莱昂和西蒙连忙起身,打开了教堂两侧的窗户,新鲜空气涌入,烟雾渐渐散去。两人凑到史密斯身边,急切地询问:“怎么样?看到那两个巫师了吗?他们在做什么?”
史密斯费力地坐到长椅上,揉了揉酸痛的残腿,摇了摇头:“别提了,他们的警惕性太高,我刚试探了一句,他们就察觉出不对劲,没多久就从快餐店溜走了 —— 好像打草惊蛇了。”
西蒙和莱昂对视一眼,都露出了担忧的神色。罗齐尔的脸色则沉了下来,语气带着几分质问:“所以你出去一趟,不仅什么有用的信息都没打探到,还把我们暴露了?”
“我们在这里的‘身份’本来就不是什么秘密,他们早晚都会发现我们的存在。” 史密斯反驳道,语气里带着一丝委屈,“而且我也不是全无收获 —— 那个成年巫师,我总觉得在哪里见过,有点印象。莱昂,你去把前一年的《预言家日报》都找过来,我要确认一下。”
“为什么每次都是我跑腿?” 莱昂嘟囔着抱怨,却还是站起身,快步走进教堂里间 —— 那里的柜子里藏着他们珍藏的旧报纸。没过多久,他就抱着一叠厚厚的报纸走了出来,重重地放在桌上:“都在这了,你自己找吧。”

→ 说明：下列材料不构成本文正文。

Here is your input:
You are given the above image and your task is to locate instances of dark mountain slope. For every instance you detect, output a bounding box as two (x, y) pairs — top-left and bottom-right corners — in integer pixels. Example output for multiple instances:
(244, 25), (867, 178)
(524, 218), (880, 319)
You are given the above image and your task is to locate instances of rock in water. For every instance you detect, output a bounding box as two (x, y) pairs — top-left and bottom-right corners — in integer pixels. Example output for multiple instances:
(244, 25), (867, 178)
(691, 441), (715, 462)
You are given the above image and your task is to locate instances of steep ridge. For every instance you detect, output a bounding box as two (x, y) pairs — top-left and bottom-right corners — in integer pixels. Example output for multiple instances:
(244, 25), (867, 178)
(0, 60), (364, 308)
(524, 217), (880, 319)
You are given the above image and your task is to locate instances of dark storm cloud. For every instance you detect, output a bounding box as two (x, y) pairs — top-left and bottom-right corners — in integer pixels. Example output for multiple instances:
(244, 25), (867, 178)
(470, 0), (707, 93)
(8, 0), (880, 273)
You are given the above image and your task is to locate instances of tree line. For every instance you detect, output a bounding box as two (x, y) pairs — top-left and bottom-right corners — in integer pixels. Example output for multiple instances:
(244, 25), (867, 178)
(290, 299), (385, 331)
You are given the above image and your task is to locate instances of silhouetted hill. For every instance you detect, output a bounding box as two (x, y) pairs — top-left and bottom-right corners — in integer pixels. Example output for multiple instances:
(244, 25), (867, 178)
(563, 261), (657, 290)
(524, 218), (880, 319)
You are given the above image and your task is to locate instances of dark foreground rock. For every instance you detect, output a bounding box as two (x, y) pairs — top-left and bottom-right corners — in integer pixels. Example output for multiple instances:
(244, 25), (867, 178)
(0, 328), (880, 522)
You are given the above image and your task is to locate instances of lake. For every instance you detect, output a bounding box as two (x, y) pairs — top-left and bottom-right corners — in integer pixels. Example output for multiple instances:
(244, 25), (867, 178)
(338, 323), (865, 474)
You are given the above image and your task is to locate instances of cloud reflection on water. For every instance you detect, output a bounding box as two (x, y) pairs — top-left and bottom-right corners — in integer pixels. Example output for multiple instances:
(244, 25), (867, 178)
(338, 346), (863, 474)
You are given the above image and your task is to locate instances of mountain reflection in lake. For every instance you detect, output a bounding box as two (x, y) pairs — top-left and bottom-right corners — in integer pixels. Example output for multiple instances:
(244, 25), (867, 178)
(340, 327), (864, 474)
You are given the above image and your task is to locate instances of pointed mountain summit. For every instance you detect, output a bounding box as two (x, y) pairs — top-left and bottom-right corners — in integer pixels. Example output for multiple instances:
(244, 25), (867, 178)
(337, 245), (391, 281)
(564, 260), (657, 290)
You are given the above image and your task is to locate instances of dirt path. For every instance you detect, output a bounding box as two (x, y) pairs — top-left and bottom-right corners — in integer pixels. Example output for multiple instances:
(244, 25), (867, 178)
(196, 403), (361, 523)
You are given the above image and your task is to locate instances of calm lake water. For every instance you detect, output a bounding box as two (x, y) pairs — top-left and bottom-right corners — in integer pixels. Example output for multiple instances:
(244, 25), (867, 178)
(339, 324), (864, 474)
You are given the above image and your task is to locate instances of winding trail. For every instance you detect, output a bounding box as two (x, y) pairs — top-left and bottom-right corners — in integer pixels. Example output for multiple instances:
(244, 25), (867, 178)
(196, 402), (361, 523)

史密斯没理会他的抱怨,从报纸堆的最后面开始翻找 —— 他记得自己对那个巫师的印象,应该是近几年的新闻。很快,他抽出了一张泛黄的报纸,摊在三人面前。
报纸的日期是 1990 年 9 月,头版标题格外醒目:《昔日的囚徒,今日的防御课教授!》。配图更是充满恶意 —— 那是福克斯教授十年前入狱时拍的照片,他头发乱糟糟地贴在脸上,眼窝深陷,脸色苍白得像纸,眼神麻木地盯着镜头,没有一丝光彩,和现在落魄的样子有几分相似,却又带着当年的戾气。
“就是他!” 史密斯用手指重重敲了敲报纸上的照片,语气肯定,“我就说看着眼熟,原来是霍格沃茨的黑魔法防御课教授!他身边还跟着一个小男孩,不是你说的十五六岁,看起来最多十三岁,应该是霍格沃茨的学生。”

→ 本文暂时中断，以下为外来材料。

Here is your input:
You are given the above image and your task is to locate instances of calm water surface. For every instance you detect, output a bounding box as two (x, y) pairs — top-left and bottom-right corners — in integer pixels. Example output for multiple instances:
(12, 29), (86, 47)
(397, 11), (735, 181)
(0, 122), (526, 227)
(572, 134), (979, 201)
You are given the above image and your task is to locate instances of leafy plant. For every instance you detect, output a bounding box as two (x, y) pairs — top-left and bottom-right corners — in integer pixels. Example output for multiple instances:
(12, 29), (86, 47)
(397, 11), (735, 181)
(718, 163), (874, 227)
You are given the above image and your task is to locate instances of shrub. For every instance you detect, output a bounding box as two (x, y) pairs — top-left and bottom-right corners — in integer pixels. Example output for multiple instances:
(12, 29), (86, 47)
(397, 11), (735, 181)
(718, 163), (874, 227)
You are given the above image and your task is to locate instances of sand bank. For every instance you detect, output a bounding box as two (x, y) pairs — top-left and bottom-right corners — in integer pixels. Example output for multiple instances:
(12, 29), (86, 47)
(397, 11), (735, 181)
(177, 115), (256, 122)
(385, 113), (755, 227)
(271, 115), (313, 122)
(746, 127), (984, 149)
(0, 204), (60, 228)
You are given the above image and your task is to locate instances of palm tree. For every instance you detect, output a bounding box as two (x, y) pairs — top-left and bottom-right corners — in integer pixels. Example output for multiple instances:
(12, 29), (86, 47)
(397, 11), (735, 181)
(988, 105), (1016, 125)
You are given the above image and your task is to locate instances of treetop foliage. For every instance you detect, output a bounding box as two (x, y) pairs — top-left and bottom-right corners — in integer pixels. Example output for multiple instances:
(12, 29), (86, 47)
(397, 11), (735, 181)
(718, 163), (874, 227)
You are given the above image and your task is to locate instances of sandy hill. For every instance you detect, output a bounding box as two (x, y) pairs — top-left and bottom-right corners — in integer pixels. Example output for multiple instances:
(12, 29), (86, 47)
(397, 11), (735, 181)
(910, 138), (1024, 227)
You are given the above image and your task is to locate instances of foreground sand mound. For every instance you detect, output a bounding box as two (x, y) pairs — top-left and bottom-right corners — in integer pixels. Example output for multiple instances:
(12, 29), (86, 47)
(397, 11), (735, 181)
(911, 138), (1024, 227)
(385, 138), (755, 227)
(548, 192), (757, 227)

“霍格沃茨的教授和小巫师?” 西蒙瞪大了眼睛,满脸惊讶,“他们为什么会突然来阿布罗斯?这里可是……” 他话说到一半,又咽了回去 —— 当年的事,是他们所有人不愿提起的伤疤。
“嘭!”
罗齐尔突然一巴掌拍在桌上,巨大的声响让三个老头都吓了一跳。她原本冷漠的脸上此刻满是寒意,眼神里的恨意几乎要溢出来:“管他们为什么来!既然进了这座城,就由不得他们了!明天就去把他们抓起来!”
史密斯、西蒙和莱昂都沉默了,没人接话。罗齐尔斜眼瞪着他们,语气带着嘲讽:“怎么?你们怕了?”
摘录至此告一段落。